Wyoming-a Story of the Outdoor West by William MacLeod Raine

Wyoming-a Story of the Outdoor West by William MacLeod Raine

Author:William MacLeod Raine [Raine, William MacLeod]
Language: eng
Format: mobi
Published: 2011-02-28T00:56:35.281000+00:00


CHAPTER 13. THE TWO COUSINS

The sheepman lay at his ease, the strong supple lines of him stretched lazily on the lounge. Helen was sitting beside him in an easy chair, and he watched the play of her face in the lamplight as she read from "The Little White Bird." She was very good to see, so vitally alive and full of a sweet charm that half revealed and half concealed her personality. The imagination with which she threw herself into a discussion of the child fancies portrayed by the Scotch writer captured his fancy. It delighted him to tempt her into discussions that told him by suggestion something of what she thought and was.

They were in animated debate when the door opened to admit somebody else. He had stepped in so quietly that he stood there a little while without being observed, smiling down at them with triumphant malice behind the mask he wore. Perhaps it was the black visor that was responsible for the Mephisto effect, since it hid all the face but the leering eyes. These, narrowed to slits, swept the room and came back to its occupants. He was a tall man and well-knit, dressed incongruously in up-to-date riding breeches and boots, in combination with the usual gray shirt, knotted kerchief and wide-brimmed felt hat of the horseman of the plains. The dust of the desert lay thick on him, without in the least obscuring a certain ribald elegance, a distinction of wickedness that rested upon him as his due. To this result his debonair manner contributed, though it carried with it no suggestion of weakness. To the girl who looked up and found him there he looked indescribably sinister.

She half rose to her feet, dilated eyes fixed on him.

"Good evenin'. I came to make sure y'u got safe home, Miss Messiter," he said.

The eyes of the two men clashed, the sheepman's stern and unyielding, his cousin's lit with the devil of triumph. But out of the faces of both men looked the inevitable conflict, the declaration of war that never ends till death.

"I've been a heap anxious about y'u--couldn't sleep for worrying. So I saddled up and rode in to find out if y'u were all right and to inquire how Cousin Ned was getting along."

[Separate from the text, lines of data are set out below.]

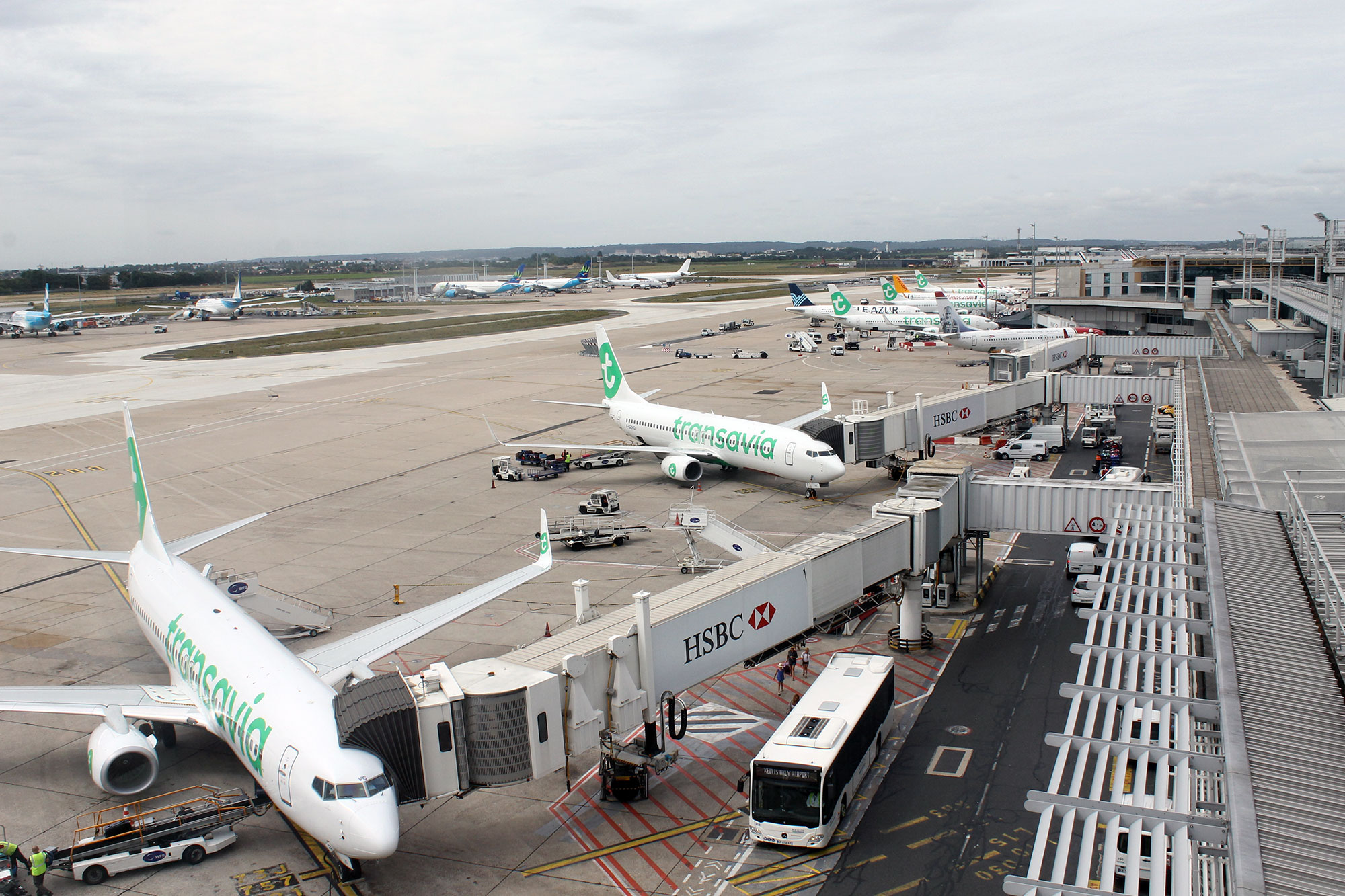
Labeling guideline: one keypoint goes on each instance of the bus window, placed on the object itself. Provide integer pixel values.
(786, 795)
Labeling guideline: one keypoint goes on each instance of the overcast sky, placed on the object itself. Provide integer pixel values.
(135, 132)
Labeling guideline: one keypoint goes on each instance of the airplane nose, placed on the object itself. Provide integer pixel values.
(375, 831)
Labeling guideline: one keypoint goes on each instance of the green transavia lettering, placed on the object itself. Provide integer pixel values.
(233, 712)
(751, 444)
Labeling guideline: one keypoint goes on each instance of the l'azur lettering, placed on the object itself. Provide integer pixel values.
(232, 710)
(758, 446)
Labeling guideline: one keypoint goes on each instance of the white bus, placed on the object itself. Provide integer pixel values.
(806, 775)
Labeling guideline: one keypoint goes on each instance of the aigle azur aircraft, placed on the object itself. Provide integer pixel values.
(451, 290)
(231, 677)
(876, 318)
(559, 284)
(231, 307)
(36, 322)
(957, 333)
(691, 439)
(666, 278)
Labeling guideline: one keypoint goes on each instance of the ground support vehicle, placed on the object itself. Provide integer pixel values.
(584, 532)
(603, 501)
(185, 825)
(610, 459)
(504, 469)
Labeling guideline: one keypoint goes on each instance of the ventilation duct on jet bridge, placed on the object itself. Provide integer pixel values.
(379, 715)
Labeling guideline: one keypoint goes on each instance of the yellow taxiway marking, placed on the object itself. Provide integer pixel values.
(794, 861)
(909, 823)
(80, 528)
(630, 844)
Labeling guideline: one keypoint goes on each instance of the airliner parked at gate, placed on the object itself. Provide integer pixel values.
(229, 676)
(691, 439)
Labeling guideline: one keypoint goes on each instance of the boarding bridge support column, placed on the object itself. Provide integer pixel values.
(583, 611)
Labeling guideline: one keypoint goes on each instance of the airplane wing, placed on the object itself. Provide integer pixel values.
(813, 415)
(153, 702)
(356, 651)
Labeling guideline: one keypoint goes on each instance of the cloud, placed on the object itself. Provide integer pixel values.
(142, 131)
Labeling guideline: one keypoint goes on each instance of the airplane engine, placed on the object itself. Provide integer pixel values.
(122, 763)
(683, 469)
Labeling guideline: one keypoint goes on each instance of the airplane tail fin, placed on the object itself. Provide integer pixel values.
(798, 298)
(614, 381)
(149, 530)
(840, 304)
(950, 322)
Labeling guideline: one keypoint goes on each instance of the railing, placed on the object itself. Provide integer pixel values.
(1214, 436)
(1313, 560)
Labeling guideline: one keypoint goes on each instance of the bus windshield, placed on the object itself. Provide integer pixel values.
(787, 795)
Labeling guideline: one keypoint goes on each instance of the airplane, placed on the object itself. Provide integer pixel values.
(640, 283)
(956, 333)
(559, 284)
(983, 288)
(229, 676)
(966, 303)
(449, 290)
(666, 278)
(36, 322)
(876, 318)
(691, 439)
(231, 307)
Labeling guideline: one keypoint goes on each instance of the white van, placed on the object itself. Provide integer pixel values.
(1083, 559)
(1086, 591)
(1054, 436)
(1024, 448)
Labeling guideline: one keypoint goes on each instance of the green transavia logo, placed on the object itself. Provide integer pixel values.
(611, 370)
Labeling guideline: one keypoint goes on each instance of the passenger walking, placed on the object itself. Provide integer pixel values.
(38, 868)
(15, 856)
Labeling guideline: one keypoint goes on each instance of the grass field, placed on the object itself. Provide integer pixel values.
(369, 335)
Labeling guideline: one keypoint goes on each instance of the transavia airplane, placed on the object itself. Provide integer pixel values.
(876, 318)
(956, 333)
(965, 303)
(450, 290)
(36, 322)
(980, 290)
(229, 676)
(691, 439)
(666, 278)
(559, 284)
(231, 307)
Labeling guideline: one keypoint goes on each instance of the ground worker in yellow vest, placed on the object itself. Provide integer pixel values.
(15, 856)
(38, 868)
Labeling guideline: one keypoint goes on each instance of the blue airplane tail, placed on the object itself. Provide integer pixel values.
(798, 298)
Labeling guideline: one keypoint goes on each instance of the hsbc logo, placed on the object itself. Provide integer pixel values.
(946, 417)
(762, 616)
(720, 635)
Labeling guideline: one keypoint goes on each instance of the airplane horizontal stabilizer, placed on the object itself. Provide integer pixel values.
(96, 556)
(184, 545)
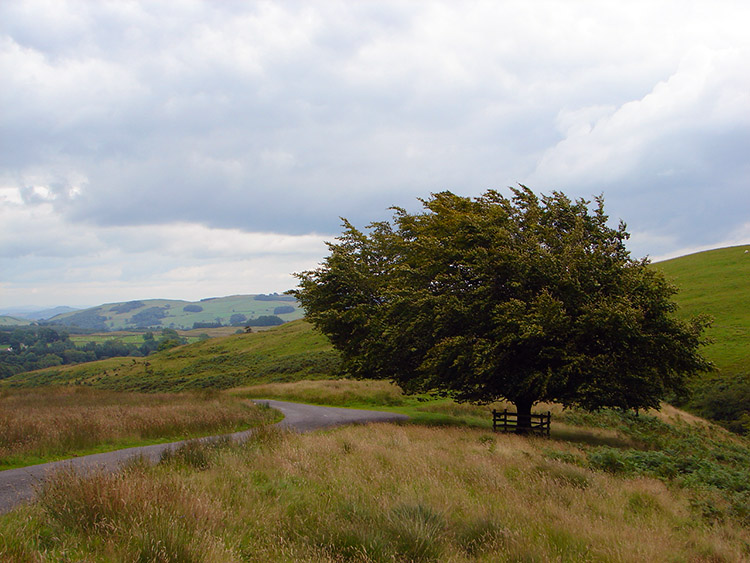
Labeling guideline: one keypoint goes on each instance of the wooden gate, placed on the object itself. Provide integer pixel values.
(508, 422)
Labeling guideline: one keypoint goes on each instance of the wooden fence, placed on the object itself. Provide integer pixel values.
(508, 422)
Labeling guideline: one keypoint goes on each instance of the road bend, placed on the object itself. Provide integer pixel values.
(19, 485)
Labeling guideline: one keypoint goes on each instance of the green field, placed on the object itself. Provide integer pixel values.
(606, 486)
(717, 283)
(287, 353)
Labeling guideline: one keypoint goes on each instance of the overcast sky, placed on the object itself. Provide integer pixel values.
(188, 149)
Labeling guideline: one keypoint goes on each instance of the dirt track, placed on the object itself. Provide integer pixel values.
(17, 485)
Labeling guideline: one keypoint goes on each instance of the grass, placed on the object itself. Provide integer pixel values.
(383, 493)
(288, 353)
(58, 423)
(716, 283)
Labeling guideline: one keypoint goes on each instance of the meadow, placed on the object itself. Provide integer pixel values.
(59, 422)
(385, 493)
(607, 486)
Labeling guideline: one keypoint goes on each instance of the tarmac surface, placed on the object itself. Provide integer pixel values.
(19, 485)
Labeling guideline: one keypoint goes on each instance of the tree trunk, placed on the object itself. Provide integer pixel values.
(523, 407)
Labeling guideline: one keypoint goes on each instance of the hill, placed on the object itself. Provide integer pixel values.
(7, 320)
(177, 314)
(717, 282)
(287, 353)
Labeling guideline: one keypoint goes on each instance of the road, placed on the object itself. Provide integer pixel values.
(18, 485)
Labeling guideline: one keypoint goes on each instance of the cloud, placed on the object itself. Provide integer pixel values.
(137, 128)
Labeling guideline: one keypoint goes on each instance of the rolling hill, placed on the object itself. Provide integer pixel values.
(714, 282)
(290, 352)
(7, 320)
(177, 314)
(717, 283)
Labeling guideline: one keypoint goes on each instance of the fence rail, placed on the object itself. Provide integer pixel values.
(509, 422)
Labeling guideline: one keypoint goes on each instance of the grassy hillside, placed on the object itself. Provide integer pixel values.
(287, 353)
(717, 282)
(615, 488)
(169, 313)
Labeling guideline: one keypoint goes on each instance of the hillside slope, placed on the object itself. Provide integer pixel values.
(177, 314)
(717, 282)
(7, 320)
(287, 353)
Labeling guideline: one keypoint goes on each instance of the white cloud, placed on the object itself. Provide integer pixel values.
(151, 141)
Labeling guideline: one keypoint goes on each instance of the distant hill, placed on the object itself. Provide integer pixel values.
(290, 352)
(237, 310)
(717, 282)
(45, 314)
(7, 320)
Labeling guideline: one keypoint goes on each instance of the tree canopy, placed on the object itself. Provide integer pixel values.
(528, 298)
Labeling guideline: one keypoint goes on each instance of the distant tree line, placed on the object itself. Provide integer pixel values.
(30, 348)
(275, 297)
(238, 319)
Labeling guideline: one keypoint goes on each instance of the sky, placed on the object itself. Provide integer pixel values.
(189, 149)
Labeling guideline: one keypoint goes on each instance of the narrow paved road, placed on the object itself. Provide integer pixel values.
(17, 485)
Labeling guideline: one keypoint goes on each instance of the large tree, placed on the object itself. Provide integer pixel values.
(524, 298)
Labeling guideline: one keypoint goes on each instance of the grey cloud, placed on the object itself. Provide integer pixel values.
(285, 116)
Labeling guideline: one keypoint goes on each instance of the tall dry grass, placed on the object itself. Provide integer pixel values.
(49, 423)
(385, 493)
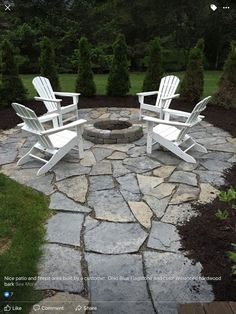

The sheepman, not deigning to move an inch from his position, looked in silence his steady contempt.

"This conversation sounds a whole lot like a monologue up to date," he continued. "Now, maybe y'u don't know y'u have the honor of entertaining the King of the Bighorn." The man's brown hand brushed the mask from his eyes and he bowed with mocking deference. "Miss Messiter, allow me to introduce myself again--Ned Bannister, train robber, rustler, kidnapper and general bad man. But I ain't told y'u the worst yet. I'm cousin to a sheepherder' and that's the lowest thing that walks."

He limped forward a few steps and sat down. "Thank you, I believe I will stay a while since y'u both ask me so urgent.